The same thing I've been saying all along…process, documentation, methodology. The analyst should obtain the knowledge to know, understand, and weigh the risks. If it's determined that a RAM dump is necessary, the options at that point are limited. Justify the decision and document it. That's what our forefathers in this business did.
Harlan
1. Open Notepad and type something in. Save the contents to a file, leaving Notepad open.
2. Run pmdump.exe against the process PID, saving the output to a file.
3. Wait x minutes, and repeat, giving the new file a different name.
4. Check the sizes of the files, and then use md5deep to generate hashes of the files. Compare them.
Thanks again, Harlan. I ran a few such tests.
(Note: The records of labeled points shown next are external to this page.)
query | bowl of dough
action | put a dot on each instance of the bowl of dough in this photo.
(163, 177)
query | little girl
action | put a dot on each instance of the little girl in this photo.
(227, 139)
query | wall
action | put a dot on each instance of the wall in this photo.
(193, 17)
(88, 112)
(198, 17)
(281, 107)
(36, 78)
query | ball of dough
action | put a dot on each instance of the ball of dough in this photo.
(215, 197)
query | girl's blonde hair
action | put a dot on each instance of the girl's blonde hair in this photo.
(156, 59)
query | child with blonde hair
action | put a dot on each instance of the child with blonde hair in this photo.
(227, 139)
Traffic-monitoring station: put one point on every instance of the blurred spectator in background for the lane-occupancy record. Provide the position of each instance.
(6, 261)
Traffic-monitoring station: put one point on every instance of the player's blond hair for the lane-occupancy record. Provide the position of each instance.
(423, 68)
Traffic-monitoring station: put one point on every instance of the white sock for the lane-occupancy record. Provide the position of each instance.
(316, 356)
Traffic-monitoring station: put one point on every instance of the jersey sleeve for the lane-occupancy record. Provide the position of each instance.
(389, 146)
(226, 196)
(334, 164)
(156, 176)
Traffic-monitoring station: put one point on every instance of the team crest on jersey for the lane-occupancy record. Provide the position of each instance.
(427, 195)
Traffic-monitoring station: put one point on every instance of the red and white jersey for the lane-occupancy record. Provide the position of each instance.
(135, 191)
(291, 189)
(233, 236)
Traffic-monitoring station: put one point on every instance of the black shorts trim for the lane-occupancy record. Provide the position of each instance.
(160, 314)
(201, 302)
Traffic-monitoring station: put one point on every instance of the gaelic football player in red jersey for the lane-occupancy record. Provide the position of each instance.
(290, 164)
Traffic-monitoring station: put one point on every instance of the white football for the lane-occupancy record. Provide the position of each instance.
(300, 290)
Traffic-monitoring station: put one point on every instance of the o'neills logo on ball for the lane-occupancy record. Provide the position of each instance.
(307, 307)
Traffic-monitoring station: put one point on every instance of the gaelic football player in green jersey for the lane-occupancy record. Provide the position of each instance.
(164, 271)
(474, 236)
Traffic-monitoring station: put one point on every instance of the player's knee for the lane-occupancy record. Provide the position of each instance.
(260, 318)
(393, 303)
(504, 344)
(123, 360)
Depending on activity between the first and second run of pmdump, and given about a three-minute interval, the file size was exactly the same from #1 to #2, but the files hashed differently. Generally, no activity between tests resulted in same-size files. Normally, if I were to acquire such memory in the field, there would be minimal user activity before I ran my tool.
I noted the same results, regardless of whether I saved the file before running my tests. Also, text that I entered into Notepad did not show up in the dump, but I didn't type very much. I would have thought that some of the text would have appeared. I was also somewhat surprised to see that the memory dumps for a tiny text file were consistently over 25MB in size. It may be interesting to go back and run a comparison of the dumps.
Unfortunately, you're looking at this (and please excuse me, I don't mean to be offensive) like a techie nerd who never comes out of his closet.
LOL…no offence taken -)
If it doesn't…we still have our other evidence AND we know *why* it wasn't accepted.
Perhaps I'm being over cautious, but I would rather do my best to ensure the evidence was accepted in the first place. Which again comes down to all your very valid points.